In Deutschland ist die Anrede mit „Doktor“ kein Recht – sondern eine Frage der Höflichkeit. Schon vor über 60 Jahren klärte das Bundesverwaltungsgericht eine wichtige Frage: Der akademische Titel „Dr.“ gehört nicht zum bürgerlichen Namen. Er ist zwar gesetzlich geschützt und darf nicht unrechtmäßig geführt werden, aber er verpflichtet andere nicht, die Person auch so anzusprechen.

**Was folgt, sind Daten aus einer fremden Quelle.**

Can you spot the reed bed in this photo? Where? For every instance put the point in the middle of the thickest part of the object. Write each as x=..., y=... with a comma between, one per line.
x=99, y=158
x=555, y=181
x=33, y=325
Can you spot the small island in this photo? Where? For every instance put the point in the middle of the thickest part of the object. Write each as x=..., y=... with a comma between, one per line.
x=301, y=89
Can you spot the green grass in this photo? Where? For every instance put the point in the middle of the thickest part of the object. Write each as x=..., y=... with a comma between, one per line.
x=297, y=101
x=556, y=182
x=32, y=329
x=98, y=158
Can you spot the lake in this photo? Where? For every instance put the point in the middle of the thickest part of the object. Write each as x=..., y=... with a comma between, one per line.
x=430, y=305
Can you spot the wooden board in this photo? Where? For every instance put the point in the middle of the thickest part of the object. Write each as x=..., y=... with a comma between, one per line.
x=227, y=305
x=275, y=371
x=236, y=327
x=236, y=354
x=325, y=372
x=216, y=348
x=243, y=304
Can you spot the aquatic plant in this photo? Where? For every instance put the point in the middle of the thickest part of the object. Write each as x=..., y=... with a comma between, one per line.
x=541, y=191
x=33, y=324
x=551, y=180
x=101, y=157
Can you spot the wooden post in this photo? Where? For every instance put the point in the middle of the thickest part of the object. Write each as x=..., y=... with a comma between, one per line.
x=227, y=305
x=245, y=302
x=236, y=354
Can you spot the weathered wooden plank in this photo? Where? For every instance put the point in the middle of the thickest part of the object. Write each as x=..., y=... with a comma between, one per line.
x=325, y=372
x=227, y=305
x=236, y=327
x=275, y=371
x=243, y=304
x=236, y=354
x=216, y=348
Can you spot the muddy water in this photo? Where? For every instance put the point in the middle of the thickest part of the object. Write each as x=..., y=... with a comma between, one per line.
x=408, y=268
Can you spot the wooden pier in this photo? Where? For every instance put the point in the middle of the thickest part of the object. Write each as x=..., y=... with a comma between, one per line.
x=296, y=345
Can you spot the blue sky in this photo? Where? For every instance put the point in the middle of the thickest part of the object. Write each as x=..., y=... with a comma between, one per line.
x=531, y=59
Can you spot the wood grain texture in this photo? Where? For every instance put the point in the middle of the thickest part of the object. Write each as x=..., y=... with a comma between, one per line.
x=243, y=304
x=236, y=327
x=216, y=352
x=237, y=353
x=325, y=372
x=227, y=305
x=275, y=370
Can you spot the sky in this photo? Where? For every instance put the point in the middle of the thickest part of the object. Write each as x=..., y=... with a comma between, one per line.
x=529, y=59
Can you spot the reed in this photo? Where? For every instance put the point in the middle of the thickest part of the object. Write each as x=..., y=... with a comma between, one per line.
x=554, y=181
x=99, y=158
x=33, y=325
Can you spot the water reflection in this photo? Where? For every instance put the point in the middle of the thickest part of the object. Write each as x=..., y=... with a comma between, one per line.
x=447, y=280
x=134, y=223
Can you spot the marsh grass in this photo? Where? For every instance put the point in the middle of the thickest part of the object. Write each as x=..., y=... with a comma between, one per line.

Das bedeutet: Wer einen Doktortitel besitzt, darf ihn führen – etwa in offiziellen Dokumenten oder auf Visitenkarten. Doch er kann nicht verlangen, in Alltagssituationen mit „Herr Doktor“ oder „Frau Doktor“ angeredet zu werden. Weder im Arztzimmer, noch im Kollegenkreis oder bei Behörden. Die Anrede bleibt Sache der jeweiligen Umgangsformen und der gegenseitigen Wertschätzung.

In vielen Berufen, besonders in der Medizin oder an Universitäten, hat sich die Anrede mit „Dr.“ eingebürgert. Doch selbst dort ist sie keine Pflicht. Wer darauf besteht, riskiert manchmal sogar, als unnahbar oder überheblich wahrgenommen zu werden. In anderen Ländern, etwa in den USA, ist die Titelanrede deutlich üblicher – in Deutschland dagegen oft zurückhaltender gehandhabt.

Letztlich zeigt die Haltung zum Titel auch etwas über den Umgang miteinander: Akademische Leistung wird respektiert, aber der Mensch zählt mehr als der Titel. Die Entscheidung, wie jemand genannt werden möchte, bleibt zwar individuell – doch das Recht, es einzufordern, gibt es nicht.